What causes what?

Jour Fixe talk by Julian Reiss on November 27, 2014

Julian Reiss, Mentor of Associated Fellow Tobias Henschen, was invited to present his research at a Jour Fixe. He talked about “Cause, Causatives, and Theories of Causation” and addressed his main concern: Provide a satisfactory account of causation in the sciences. His work focuses on the biomedical and social sciences, taking a closer look at the causal language that is employed in science.

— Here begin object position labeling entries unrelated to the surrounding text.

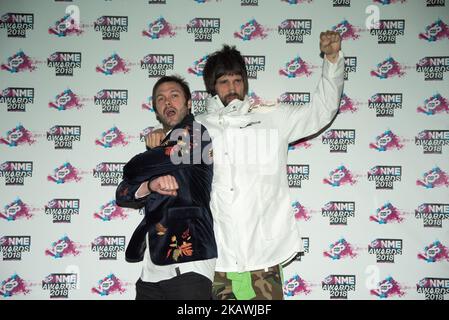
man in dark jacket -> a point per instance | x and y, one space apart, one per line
173 183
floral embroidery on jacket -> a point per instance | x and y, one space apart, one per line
176 250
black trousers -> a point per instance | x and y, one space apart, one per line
187 286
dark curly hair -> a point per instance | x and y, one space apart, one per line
226 61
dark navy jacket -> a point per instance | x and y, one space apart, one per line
180 228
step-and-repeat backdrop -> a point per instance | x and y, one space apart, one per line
371 193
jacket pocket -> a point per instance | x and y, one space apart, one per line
175 238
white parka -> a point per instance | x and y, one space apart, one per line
254 223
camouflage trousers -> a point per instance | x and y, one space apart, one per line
263 284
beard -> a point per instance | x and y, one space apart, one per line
229 97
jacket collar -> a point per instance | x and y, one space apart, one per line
214 105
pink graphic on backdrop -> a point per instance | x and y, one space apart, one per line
109 285
436 31
347 30
388 288
296 68
18 63
387 141
340 176
434 178
159 28
62 248
64 173
297 1
18 136
198 66
66 26
388 69
300 211
13 286
251 30
340 249
385 2
296 286
387 214
299 145
16 210
112 65
112 138
435 252
347 104
434 105
66 100
110 211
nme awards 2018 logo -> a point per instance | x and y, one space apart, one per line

Instead of starting with metaphysical intuitions and policing what scientists say according to a priori principles, Reiss proposes to take the language scientists employ at face value and developing a philosophical theory from there. His specific target are attempts to explicate causation by means of the expression “C causes E iff ‘…’” — theories to which he refers as “Straightjacket Theories of Causation”. Straightjacket theories have difficulty making sense three features of scientific language: Indispensability of Causatives, Metaphysical Anarchy, and Polysemy. The first means that scientific language is full of causatives such as push, bond, attract, crunch, but it seems not clear that you can always translate these into “cause + x”. Therefore, straightjacket theories cannot account for the large majority of causal claims in science. Metaphysical Anarchy means that scientific language is extremely flexible with respect to the “C’s” and “E’s” that are being causally related or indeed with respect to what is represented by a causal claim. According to Julian Reiss a theory of causation must be a theory of causal claims. The third feature says that causatives are polysemous. What they mean depends on context. Therefore a theory of causation should be a theory of causal claims in a context.

Considering all these features Julian Reiss opts for an alternative, namely inferentialism. He argues: “Causation and inference are clearly related. Causal claims, in conjunction with other knowledge such as observations, license inferences to future and past states of affairs. Observations, in conjunction with background knowledge, license inferences to causal claims. The content of a causal claim is given by the set of propositions from which it follows and those which follow from it. “

Inferential systems consist of an inferential base (essentially, the evidence – RCTs, controlled experiments, statements describing experimental design, observational studies, statements describing how confounders and biases are ruled out, background knowledge etc.), inferential targets (which account for the fact that causal claims are rarely established for their own sake, but rather, for their ‘cash value’: explanations, attributions of blame and praise, predictions, propositions about effective strategies), and the causal claim itself. To determine the content of a causal claim, you have to ask: What is its inferential system? He gave an example: The inferential system of the sentence “Billy’s throw caused the iPad to shatter” (in a context when the iPad would have shattered anyway because of Suzy’s throw) consists of: critical observation as inferential base, which means observation plus critical background — assumptions that are contextually justified and claims such as “Billy’s throw explains the shattering” and “It was Billy’s fault” in the inferential target. Importantly, there is no counterfactual statement such as “Had Billy not thrown, the iPad wouldn’t have shattered” in the inferential target because we are entitled to infer this claim only in contexts when there are no backup causes.

He concluded his talk by summarizing how the inferential account deals with the three features about causal language in science. 1. Indispensability of Causatives: It makes no difference between sentences in which “cause” appears and those in which it doesn’t. For any sentence in a scientific publication we can ask what the inferential system for this sentence is. Neither does “cause” vs. causative make a principled difference, nor whether the sentence is a causal claim at all. 2. Metaphysical Anarchy: As causation has to do with our reasoning practices and not with what the world is like, anything goes metaphysically speaking, and no general metaphysical principles are assumed. 3. Polysemy: There is no principled difference between causal and non-causal claims; to what extent a claim is causal depends on family resemblance of inferential systems. And family resemblance is much more than hand-waving in this case: We know the typical kinds of proposition in inferential base and target.